Secondly, tourism operators should be encouraged to expand local bike rental services to mitigate the environmental impact stemming from the transportation of bicycles via car, particularly in rural and picturesque areas. This initiative would decrease tourists’ need to transport bicycles, limiting car travel emissions. Investment in secure bike storage and maintenance facilities at key destinations would further bolster this initiative, enhancing the convenience and sustainability of domestic cycling tourism.

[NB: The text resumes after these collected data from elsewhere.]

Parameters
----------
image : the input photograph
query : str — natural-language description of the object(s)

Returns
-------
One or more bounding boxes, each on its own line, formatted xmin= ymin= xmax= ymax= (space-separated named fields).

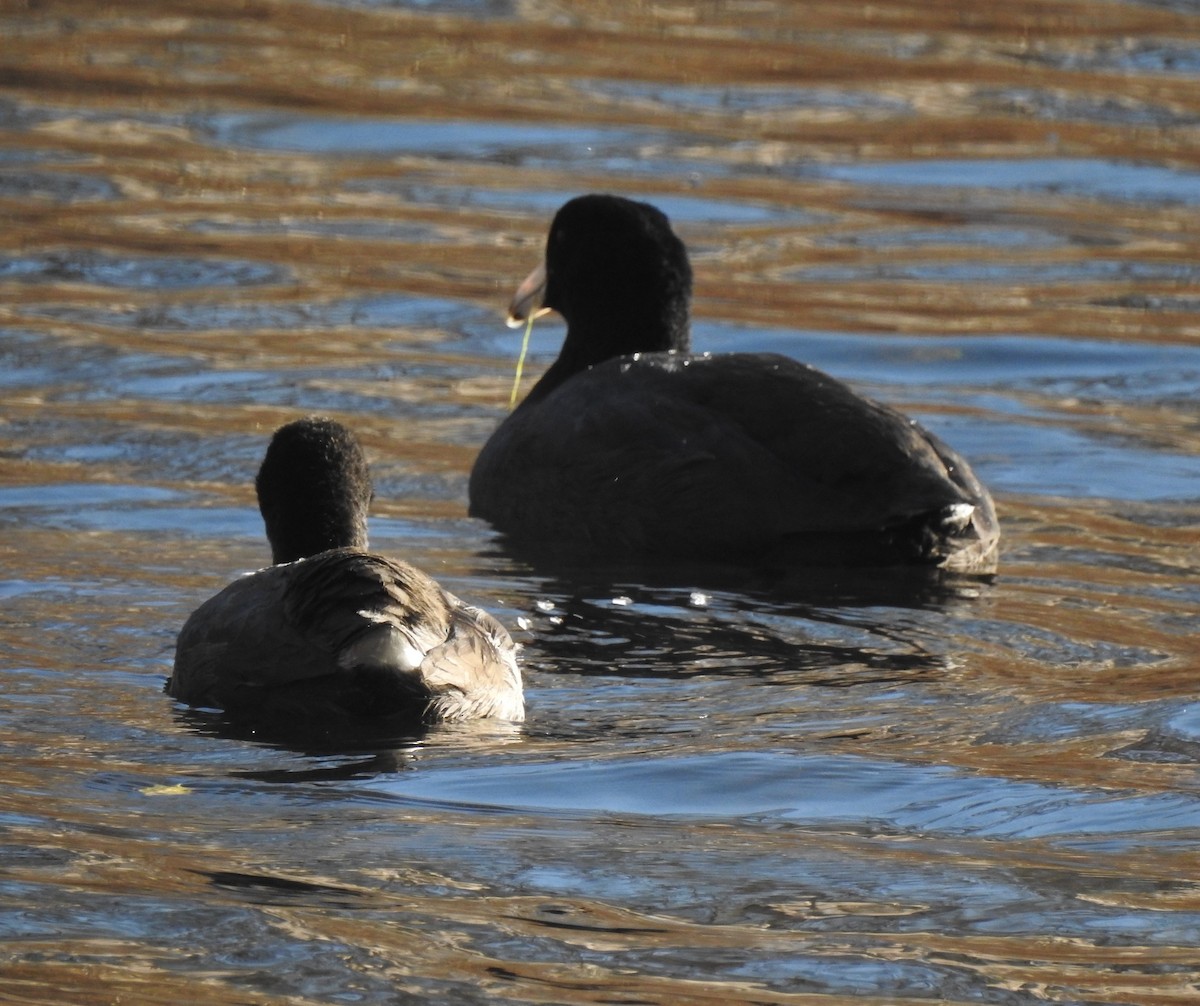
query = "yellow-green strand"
xmin=508 ymin=315 xmax=534 ymax=410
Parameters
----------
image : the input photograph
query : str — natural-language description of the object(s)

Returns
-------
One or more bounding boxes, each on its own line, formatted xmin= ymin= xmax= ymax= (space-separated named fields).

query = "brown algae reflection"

Thirdly, establishing a regulatory framework mandating transparent environmental reporting for tourism operators is vital for addressing the challenge of greenhushing. By requiring operators to disclose all emissions associated with tourism activities—encompassing indirect emissions from car travel—Slovenia can foster greater accountability and provide stakeholders with a comprehensive understanding of the tourism sector’s environmental footprint. Such transparency would empower policymakers to make informed, data-driven decisions, supporting the nation’s long-term sustainability objectives.

Fourthly, Slovenia could significantly benefit from establishing emission reduction targets tailored to the tourism sector. These targets would encourage operators to adopt eco-friendly practices and ultimately reduce emissions across the industry. By driving investment in sustainable tourism initiatives, these targets would incentivise the utilisation of renewable energy sources, carbon offset programs, and the local sourcing of materials and services.

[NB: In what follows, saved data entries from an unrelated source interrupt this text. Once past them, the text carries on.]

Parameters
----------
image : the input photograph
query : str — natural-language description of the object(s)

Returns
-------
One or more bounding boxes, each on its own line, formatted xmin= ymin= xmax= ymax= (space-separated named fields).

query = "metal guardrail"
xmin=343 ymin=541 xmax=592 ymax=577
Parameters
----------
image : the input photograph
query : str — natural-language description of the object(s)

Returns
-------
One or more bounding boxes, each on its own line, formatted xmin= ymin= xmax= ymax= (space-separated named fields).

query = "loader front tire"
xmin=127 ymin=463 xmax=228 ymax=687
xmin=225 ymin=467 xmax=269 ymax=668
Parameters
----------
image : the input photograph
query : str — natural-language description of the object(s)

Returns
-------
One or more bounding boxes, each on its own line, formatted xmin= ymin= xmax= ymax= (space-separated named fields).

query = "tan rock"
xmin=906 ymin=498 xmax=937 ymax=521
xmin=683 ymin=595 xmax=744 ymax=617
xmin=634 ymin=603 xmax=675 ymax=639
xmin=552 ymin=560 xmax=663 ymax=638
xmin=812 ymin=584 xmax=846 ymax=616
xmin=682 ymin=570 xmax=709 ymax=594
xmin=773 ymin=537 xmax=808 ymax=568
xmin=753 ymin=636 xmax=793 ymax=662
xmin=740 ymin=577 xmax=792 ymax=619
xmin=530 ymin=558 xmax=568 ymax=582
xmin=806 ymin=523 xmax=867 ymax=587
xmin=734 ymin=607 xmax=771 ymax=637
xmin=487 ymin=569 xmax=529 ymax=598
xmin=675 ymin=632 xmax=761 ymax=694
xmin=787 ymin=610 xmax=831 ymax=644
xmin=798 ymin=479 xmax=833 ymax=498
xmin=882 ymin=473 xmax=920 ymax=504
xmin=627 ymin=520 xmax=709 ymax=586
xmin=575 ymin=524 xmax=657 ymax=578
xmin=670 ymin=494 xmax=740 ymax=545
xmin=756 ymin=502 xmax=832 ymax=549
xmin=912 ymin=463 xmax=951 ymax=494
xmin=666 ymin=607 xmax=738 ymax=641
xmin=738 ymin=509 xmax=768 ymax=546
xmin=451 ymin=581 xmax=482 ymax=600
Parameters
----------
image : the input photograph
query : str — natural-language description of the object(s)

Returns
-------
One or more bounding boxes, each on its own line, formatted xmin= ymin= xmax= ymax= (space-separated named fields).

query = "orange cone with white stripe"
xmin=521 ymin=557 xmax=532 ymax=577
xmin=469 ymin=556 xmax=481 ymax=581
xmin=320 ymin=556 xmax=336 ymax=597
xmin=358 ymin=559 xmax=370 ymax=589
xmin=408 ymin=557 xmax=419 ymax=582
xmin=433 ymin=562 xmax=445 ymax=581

Finally, public awareness campaigns promoting the environmental merits of public transportation and local bike rental services could play a pivotal role in further reducing emissions. By educating tourists about sustainable travel alternatives, Slovenia’s tourism industry could facilitate behavioural modifications that align with sustainability objectives and encourage eco-conscious practices among the travelling public [50,51].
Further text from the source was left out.